New York- Yesterday marked the centenary of the 1915 Armenian genocide. Armenians and their supporters in the international human rights arena describe the massacres as a calculated genocide undertaken by the Ottoman military in the midst of the Great War (World War I) in eastern Anatolia whilst many nationalist Turks insist on referring to the murderous episode as the ‘events’ of 1915 with their own narrative of victimhood at the hands of great powers.
In the summer of 1999, I explored some of the remnants of ancient Armenia that reside in the present day Turkish republic. The scant remains of Urartu, the proto-Armenain Iron Age civilization, set my imagination alight at the time. This setting is where I first discovered the highly complex, painful history of Turks, Kurds, and Armenians as a university student. In the days before the rise of Erdogan and the Islamist-imbued AK Parti, Turkey was still steeped in secularist 20th century Kemalism which contained a heavy element of historical denial when it comes to the minorities cultures within Turkey’s borders.
After my tour around Ararat that summer, I continued on to the devastated ruins of Ani, a capitol of ancient Armenia that was rocked by an earthquake in 1319 A.D. from which it never recovered. I had to run around Kars to get permission to visit the place and was escorted by a young English-speaking conscript who made sure I didn’t point my camera toward the guard towers across the ravine where Armenian soldiers gazed upon us. There was even a hostel legend that a Japanese tourist who thought he was immune to the rules was shot by an Armenian (or Soviet/Russian) soldier looking down from a guard tower for attempting to photograph the other side. I never learned whether the story was myth or fact but I didn’t want to find out first hand.
These ruins once represented the boundary of the Cold War dividing NATO member Turkey and then Soviet Armenia. They were gained by the Ottomans in Istanbul following the signing of the Brest-Litovsk Treaty of 1918 where the Bolsheviks ceded the ruins to Ottoman Turkey. The cultural angle is a humiliating one for Armenians who seek territorial concessions from modern day Turkey as the ruins are visible from Armenia in the same manner as the aforementioned Mt. Ararat. Not having control of these sacred places is part of the larger narrative of the genocide as a mechanism of disenfranchisement. A crying out not universally accepted.
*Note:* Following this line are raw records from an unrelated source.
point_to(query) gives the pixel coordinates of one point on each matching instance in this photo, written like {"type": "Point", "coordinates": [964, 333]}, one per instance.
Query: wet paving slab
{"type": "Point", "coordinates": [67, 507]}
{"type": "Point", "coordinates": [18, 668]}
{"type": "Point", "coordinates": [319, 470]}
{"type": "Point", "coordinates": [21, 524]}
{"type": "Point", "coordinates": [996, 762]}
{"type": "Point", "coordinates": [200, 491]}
In the hundred years that have followed the genocide, sometimes described as an ethnic deportation of disloyal Ottoman subjects gone awry in the Turkish narrative, relations between the two ethnic nations have still not come to a lasting accord to the benefit of both sides. Though anti-Turkish Armenian terrorism ebbed long ago from its heyday in the 1970s and 1980s, the war of rhetorical stances continues. Ani was totally abandoned by the 1700s but it seems to symbolize the purge of the Armenians that would come later during the early 1900s as the people descended from this civilization were mostly purged, never to return en masse. The mountains and the partially intact churches stand. The grievances persist. History seems to be at a standstill on this issue despite a 100 years having passed. Yet life must move forward.